The theory I drew upon in my paper was fostered and developed by people with an interest in both economics and ecology. Unpredictable mutations take place constantly, but many ecologies ‘evolve’ in cycles rather like business cycles most of the time. But they also have critical instabilities.

It is quite true that economies can change much quicker than ecologies, but generally they don’t, and a ‘great moderation’ can sucker us into thinking that we have reached an equilibrium. But what would an actual equilibrium be like, in either economics or ecologies?

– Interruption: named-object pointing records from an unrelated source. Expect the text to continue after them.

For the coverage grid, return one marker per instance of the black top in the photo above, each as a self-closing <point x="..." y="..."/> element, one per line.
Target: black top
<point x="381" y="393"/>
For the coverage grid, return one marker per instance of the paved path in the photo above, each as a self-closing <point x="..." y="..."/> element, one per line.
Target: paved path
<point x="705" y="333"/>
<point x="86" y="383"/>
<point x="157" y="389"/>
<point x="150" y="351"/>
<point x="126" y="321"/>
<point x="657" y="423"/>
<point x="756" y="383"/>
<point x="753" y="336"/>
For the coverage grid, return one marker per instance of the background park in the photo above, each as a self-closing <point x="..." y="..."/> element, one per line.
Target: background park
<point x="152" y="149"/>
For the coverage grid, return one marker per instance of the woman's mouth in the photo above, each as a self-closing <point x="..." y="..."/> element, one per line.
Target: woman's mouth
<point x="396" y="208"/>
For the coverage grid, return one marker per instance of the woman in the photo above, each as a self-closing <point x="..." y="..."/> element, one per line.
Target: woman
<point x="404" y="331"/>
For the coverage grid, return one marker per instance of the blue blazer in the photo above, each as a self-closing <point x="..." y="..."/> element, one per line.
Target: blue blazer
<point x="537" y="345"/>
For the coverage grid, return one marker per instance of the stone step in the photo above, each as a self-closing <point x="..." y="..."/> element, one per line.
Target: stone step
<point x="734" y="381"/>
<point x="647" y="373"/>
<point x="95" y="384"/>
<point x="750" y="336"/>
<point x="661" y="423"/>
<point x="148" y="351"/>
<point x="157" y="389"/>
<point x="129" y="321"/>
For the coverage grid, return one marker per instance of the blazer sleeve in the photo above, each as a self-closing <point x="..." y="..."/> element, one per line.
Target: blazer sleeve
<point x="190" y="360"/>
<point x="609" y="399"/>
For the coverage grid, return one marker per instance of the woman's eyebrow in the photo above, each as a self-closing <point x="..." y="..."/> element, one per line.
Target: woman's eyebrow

What I was keen to point out in my paper is that whereas economics has drawn upon a type of mathematics that cant address its key questions, other types are available. Similarly, where mathematicians regard the questions that politicians routinely ask as meaningless or worse, it can still provide insights that can be acted upon. As a minimum, the fact that Gordon Brown knew that the edifice of mainstream economics was ill-founded meant that he was able to maintain his equilibrium when ‘the system’ came crashing down.

4. Dantey says:

“and above all how to appreciate that they are not dealing with material that they can just feed into a computer and expect a neat outcome.” Like Adam Curtis was implying in his latest trilogy?